I don't give a hoot about whatever the feud between you and Venom is about, but it gives me a "The enemy of my enemy is my friend" vibe. Mainly because if Venom insulted anybody, he insulted the OP, and if that OP is as grown-up as he claims to be, he can take care of himself- Hint- "You're not my mom"...bad way to debate.

Reactions: Like 3 | Agree 1


----------



## Arachnopets (Sep 26, 2017)

millz said:


> wow that sounds like alot of work is it worth it? what would happen if i orderd without going through that proccess


It most certainly IS a lot of work. Most definitely worth it. What would happen? You can go to jail. It's illegal, period. In addition to aiding in destroying our hobby. If you care any bit for this hobby and being able to keep your tarantulas, you will ONLY want to do things the legal way. How this is not obvious, is just mind boggling to me. SMH  

Debby

Reactions: Like 5 | Agree 1 | Love 3


----------



## Tim Benzedrine (Sep 26, 2017)

Note the title above. Insult Debby at your own peril.   Really, though, don't.

(Inside joke alert)

She'll sic Molly Ringwald on you. Molly is terrible. As a teen she was a menace.

Gah! I invoked the name of Molly Ringwald! AND insulted her! Now she'll never consider my screenplay for "Pretty in Pinktoe", a romantic teen-comedy about a girl and her Avicularia!

Reactions: Funny 6


----------



## PidderPeets (Sep 26, 2017)

I literally have no information or advice to offer, because I quite frankly don't wanna get involved in any of this (lurking has been interesting though). But for the sake of the moderators, I'd at least like to ask that you maybe tone down the cursing a bit, as it's against forum rules. Plus, it's a bit frustrating as someone reading through the thread to see "such and such <edit> blah blah blah"

I'd also like to remind you that there are still people waiting on enclosure pics. Not to judge or target, but to visually affirm that it's needs are being met and to offer constructive criticism if need be. It's only natural to want to confirm something with your own eyes

Reactions: Like 2


----------



## boina (Sep 26, 2017)

Is this the most <edit>ed ever thread? Or were there other threads I missed that were even more provoking?

If OP doesn't want to show the enclosure stop asking him. I'm pretty sure he has his reasons for not uploding a pic of that... despite all the things he wants to prove suitability of the enclosure doesn't seem one of them.

Reactions: Like 1


----------



## PidderPeets (Sep 26, 2017)

boina said:


> Is this the most <edit>ed ever thread? Or were there other threads I missed that were even more provoking?
> 
> If OP doesn't want to show the enclosure stop asking him. I'm pretty sure he has his reasons for not uploding a pic of that... despite all the things he wants to prove suitability of the enclosure doesn't seem one of them.


It's certainly the most <edit>ed thread I've ever seen. But I haven't been here a super long time. Lol.

It honestly didn't occur to me that he might just not want to show it. That's a very good point.

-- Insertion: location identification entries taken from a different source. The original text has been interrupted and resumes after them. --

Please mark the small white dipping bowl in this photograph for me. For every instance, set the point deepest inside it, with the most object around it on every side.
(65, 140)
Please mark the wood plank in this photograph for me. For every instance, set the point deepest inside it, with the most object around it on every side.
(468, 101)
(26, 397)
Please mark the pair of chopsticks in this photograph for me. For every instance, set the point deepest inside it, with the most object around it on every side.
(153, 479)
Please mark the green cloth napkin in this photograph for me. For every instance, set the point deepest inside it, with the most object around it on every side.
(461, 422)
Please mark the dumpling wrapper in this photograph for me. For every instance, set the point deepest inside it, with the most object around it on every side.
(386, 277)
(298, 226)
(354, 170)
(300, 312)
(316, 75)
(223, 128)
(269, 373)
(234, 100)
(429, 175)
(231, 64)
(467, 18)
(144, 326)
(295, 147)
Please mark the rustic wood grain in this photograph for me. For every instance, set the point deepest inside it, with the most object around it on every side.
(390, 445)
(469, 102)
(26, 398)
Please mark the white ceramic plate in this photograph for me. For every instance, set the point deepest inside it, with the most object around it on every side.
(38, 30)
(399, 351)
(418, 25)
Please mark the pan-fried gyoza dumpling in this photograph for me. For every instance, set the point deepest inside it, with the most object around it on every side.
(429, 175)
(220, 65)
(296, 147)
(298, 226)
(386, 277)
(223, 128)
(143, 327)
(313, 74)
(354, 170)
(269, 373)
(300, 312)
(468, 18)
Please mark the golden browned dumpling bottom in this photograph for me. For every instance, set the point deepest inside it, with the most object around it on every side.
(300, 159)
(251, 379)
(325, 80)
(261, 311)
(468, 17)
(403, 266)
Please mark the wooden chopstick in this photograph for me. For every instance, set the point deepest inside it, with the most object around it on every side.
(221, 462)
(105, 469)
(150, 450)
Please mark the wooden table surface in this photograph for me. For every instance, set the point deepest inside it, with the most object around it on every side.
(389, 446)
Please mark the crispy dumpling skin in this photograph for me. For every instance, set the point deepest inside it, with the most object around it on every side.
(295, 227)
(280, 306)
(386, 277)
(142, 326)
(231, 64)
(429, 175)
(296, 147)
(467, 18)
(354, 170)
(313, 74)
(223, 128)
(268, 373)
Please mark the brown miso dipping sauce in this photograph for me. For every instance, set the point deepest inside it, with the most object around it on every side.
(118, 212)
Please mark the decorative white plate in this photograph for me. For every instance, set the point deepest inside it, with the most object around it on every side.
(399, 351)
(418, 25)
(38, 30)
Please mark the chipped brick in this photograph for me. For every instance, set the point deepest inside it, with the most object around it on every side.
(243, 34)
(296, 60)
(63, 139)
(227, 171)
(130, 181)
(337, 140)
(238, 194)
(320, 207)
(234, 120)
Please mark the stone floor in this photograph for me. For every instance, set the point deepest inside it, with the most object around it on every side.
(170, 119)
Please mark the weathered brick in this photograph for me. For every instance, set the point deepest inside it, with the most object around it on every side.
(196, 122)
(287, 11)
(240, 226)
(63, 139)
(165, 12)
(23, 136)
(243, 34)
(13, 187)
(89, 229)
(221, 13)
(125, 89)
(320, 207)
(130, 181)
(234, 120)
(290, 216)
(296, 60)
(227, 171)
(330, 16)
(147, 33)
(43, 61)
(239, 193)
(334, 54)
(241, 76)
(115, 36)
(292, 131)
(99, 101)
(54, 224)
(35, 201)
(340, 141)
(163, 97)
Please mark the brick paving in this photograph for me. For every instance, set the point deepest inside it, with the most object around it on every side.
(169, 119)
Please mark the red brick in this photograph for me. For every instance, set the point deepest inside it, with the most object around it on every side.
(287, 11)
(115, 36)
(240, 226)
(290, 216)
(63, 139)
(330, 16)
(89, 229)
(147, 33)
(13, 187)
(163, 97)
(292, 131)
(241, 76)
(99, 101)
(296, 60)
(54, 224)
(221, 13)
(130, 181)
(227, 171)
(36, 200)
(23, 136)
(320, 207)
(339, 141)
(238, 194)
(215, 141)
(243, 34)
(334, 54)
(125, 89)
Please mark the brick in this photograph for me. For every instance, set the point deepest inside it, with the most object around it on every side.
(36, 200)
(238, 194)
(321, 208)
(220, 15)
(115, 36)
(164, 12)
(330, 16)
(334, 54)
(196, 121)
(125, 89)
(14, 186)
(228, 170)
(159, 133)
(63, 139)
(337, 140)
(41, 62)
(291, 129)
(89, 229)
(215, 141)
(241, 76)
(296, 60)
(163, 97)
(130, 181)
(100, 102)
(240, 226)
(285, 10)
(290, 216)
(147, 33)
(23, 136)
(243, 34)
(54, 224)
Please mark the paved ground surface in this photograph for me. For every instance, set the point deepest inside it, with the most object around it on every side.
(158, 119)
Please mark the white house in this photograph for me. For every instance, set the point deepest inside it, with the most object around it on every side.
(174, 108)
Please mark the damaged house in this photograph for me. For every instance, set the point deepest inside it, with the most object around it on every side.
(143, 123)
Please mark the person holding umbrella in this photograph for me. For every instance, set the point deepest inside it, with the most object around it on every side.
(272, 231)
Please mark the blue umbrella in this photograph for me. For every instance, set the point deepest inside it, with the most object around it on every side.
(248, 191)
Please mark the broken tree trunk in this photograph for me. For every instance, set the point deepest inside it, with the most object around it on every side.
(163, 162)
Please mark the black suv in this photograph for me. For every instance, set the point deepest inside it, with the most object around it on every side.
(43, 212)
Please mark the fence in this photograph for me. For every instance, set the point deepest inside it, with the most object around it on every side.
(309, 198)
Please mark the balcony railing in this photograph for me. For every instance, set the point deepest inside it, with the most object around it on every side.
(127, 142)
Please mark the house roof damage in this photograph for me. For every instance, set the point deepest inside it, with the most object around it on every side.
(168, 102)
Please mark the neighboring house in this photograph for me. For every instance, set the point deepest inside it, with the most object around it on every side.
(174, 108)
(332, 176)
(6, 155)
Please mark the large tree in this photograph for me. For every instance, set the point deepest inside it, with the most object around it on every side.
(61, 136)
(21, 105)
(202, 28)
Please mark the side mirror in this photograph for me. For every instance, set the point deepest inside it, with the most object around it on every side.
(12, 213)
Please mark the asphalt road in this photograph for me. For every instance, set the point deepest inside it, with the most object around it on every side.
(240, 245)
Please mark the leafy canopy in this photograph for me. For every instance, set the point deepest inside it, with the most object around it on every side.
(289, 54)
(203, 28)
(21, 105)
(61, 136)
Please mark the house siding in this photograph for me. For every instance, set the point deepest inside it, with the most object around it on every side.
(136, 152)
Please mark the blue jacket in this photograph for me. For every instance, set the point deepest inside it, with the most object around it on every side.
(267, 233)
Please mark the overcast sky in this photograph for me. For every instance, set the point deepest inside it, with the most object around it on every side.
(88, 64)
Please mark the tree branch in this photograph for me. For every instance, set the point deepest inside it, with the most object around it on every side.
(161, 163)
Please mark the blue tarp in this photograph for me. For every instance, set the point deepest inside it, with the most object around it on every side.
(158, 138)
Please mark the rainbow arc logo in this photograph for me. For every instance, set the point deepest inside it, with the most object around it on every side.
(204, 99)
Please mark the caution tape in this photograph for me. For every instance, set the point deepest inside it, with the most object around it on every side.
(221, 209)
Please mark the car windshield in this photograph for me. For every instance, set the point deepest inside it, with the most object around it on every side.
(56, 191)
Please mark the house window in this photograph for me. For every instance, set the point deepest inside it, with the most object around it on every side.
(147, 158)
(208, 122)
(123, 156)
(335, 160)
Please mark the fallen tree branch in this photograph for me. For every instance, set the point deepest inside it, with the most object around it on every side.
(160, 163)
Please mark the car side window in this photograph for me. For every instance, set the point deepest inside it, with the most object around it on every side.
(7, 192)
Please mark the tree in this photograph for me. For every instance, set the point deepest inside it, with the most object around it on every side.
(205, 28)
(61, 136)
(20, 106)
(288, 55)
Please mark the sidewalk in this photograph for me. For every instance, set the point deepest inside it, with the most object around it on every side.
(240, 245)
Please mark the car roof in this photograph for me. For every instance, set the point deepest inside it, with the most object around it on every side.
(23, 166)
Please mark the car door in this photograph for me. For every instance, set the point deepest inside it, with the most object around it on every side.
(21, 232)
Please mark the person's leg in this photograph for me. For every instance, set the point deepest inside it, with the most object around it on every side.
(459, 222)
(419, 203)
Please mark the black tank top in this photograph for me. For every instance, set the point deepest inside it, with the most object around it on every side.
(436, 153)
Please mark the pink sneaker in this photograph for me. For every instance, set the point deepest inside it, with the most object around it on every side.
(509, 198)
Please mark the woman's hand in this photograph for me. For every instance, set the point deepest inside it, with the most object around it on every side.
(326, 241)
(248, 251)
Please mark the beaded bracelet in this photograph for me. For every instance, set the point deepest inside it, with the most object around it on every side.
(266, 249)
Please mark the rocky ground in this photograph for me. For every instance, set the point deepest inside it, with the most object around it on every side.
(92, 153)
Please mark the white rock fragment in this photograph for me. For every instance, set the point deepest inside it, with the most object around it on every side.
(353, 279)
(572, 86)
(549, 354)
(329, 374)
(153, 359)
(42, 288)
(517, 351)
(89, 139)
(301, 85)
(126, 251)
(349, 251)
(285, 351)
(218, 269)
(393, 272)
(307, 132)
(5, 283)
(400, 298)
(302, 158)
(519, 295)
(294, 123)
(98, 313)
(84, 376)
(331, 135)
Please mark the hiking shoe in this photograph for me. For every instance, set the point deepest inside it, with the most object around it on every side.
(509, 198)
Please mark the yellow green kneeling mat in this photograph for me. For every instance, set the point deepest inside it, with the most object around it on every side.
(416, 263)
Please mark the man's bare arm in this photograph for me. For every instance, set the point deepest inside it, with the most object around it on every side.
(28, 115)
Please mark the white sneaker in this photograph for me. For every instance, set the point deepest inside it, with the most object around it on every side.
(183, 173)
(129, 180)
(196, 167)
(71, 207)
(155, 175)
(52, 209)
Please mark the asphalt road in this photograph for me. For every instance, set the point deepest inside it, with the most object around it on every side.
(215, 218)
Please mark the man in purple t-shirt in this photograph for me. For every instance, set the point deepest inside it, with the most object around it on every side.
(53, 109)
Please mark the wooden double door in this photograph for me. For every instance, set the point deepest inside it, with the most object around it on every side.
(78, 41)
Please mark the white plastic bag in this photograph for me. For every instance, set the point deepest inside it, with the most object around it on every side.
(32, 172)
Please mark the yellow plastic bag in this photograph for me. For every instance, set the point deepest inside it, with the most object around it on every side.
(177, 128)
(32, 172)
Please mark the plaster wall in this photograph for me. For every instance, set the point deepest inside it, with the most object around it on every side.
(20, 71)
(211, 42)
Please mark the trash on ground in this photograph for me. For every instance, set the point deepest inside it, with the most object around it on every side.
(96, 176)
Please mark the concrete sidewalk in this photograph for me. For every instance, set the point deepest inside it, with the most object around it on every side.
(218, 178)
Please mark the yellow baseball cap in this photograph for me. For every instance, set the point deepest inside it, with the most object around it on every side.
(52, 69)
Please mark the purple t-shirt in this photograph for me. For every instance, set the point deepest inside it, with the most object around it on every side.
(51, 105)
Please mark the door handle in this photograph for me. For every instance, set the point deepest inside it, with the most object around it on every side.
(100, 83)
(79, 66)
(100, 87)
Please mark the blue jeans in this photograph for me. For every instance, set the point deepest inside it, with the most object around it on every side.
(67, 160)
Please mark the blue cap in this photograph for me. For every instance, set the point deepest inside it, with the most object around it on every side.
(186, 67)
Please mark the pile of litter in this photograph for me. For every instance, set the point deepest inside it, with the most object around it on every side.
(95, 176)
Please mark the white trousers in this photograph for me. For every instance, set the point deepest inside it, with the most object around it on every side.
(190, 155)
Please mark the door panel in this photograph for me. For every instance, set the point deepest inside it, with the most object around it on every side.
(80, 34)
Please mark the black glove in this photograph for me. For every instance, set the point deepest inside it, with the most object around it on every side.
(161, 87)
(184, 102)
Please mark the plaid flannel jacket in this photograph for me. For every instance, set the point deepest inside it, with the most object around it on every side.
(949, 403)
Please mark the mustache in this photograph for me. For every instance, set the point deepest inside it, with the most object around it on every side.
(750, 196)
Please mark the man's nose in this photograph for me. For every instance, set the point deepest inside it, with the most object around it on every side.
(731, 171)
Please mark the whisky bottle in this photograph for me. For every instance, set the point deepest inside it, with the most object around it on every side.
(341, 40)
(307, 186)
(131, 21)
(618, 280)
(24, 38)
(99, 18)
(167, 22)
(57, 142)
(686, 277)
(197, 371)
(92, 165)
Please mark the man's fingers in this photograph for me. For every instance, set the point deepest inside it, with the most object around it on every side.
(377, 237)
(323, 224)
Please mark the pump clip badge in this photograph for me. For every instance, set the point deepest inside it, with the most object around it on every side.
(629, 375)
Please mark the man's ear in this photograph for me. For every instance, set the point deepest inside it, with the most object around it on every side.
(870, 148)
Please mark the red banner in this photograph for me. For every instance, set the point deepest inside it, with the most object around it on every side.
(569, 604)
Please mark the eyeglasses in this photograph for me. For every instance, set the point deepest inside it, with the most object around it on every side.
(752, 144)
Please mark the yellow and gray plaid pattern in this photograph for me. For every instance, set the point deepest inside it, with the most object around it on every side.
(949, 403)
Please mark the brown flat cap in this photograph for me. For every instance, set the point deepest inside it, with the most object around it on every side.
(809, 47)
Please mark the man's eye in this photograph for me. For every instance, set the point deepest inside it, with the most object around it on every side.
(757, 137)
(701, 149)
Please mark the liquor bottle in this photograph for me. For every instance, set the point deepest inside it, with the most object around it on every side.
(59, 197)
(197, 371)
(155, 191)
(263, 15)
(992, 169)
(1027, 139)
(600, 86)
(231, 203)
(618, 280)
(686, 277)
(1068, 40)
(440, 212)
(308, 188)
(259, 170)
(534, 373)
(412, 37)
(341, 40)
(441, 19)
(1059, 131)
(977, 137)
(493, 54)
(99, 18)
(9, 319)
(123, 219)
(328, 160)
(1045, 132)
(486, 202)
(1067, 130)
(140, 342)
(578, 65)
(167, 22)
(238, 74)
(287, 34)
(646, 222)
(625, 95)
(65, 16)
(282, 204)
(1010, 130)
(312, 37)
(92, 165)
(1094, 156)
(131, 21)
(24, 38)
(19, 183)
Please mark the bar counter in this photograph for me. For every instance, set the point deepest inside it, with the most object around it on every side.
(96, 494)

I'm very prone to forgetting things and missing comments myself, so I tend to assume other people are the same as me and need reminders


----------



## miss moxie (Sep 26, 2017)

Arachnopets said:


> It most certainly IS a lot of work. Most definitely worth it. What would happen? You can go to jail. It's illegal, period. In addition to aiding in destroying our hobby. If you care any bit for this hobby and being able to keep your tarantulas, you will ONLY want to do things the legal way. How this is not obvious, is just mind boggling to me. SMH
> 
> Debby


I'm actually not even sure if the paperwork could be done by someone under the age of eighteen.

Reactions: Agree 2


----------



## Andrea82 (Sep 26, 2017)

miss moxie said:


> I'm actually not even sure if the paperwork could be done by someone under the age of eighteen.


*this* person under eighteen. There are lots of teenagers on here that are perfectly able to fill out forms

Reactions: Agree 1 | Funny 1


----------



## miss moxie (Sep 26, 2017)

Andrea82 said:


> *this* person under eighteen. There are lots of teenagers on here that are perfectly able to fill out forms


Yeah, but I'm not sure how that would work legally, at least in the US. I'm not sure that people under eighteen could import venomous animals. I mean, you can't buy tobacco or even do the beast with two backs without worry unless both partners are over eighteen. Some state laws have a little wiggle room for the latter. You can't purchase alcohol until you're 21 here. I just dunno if those sort of restrictions would apply to importing venomous animals without being a legal adult.


----------



## Tim Benzedrine (Sep 26, 2017)

"Beast with two backs"? Some Old World species? See, THAT'S why we prefer to use scientific names!

Reactions: Funny 5


----------



## miss moxie (Sep 26, 2017)

Tim Benzedrine said:


> "Beast with two backs"? Some Old World species? See, THAT'S why we prefer to use scientific names!


Oops, sorry. Intercoursa sp. "Ouchie" is the species I was alluding to.

Reactions: Funny 1


----------



## Vanessa (Sep 26, 2017)

millz said:


> oh no a middle aged woman on a tarantula site thinks im a <edit>  what am i going to do oh nooo .... yea you tried it


This middle aged woman thinks that <edit> too. And my guess is that that there is no shortage of us.
See, the benefit of reaching that glorious realm of middle age is that you have seen a great deal of idiots come and go and you can usually identify them from a mile off and give them a wide berth. You're just an arrogant wannabe tough guy who has no other way to prove his masculinity without the aid of a big, hairy, spider. You're a dime a dozen, wannabe tough guy... a dime a dozen.     And nobody beyond a couple of airheaded young girls is impressed.
You're not unlike the guy whining at the last expo begging to be told what he can do about getting rid of the dizziness, nausea, and pain from the Poecilotheria bite he earned from handling his P.regalis over a week earlier. Big tough guy with the scary tarantula - until he is a whining baby begging someone to take his boo boo away.
You want to even see middle age, wannabe tough guy? Then listen to people who have far more experience, and common sense, than you do. And learn how to spell already!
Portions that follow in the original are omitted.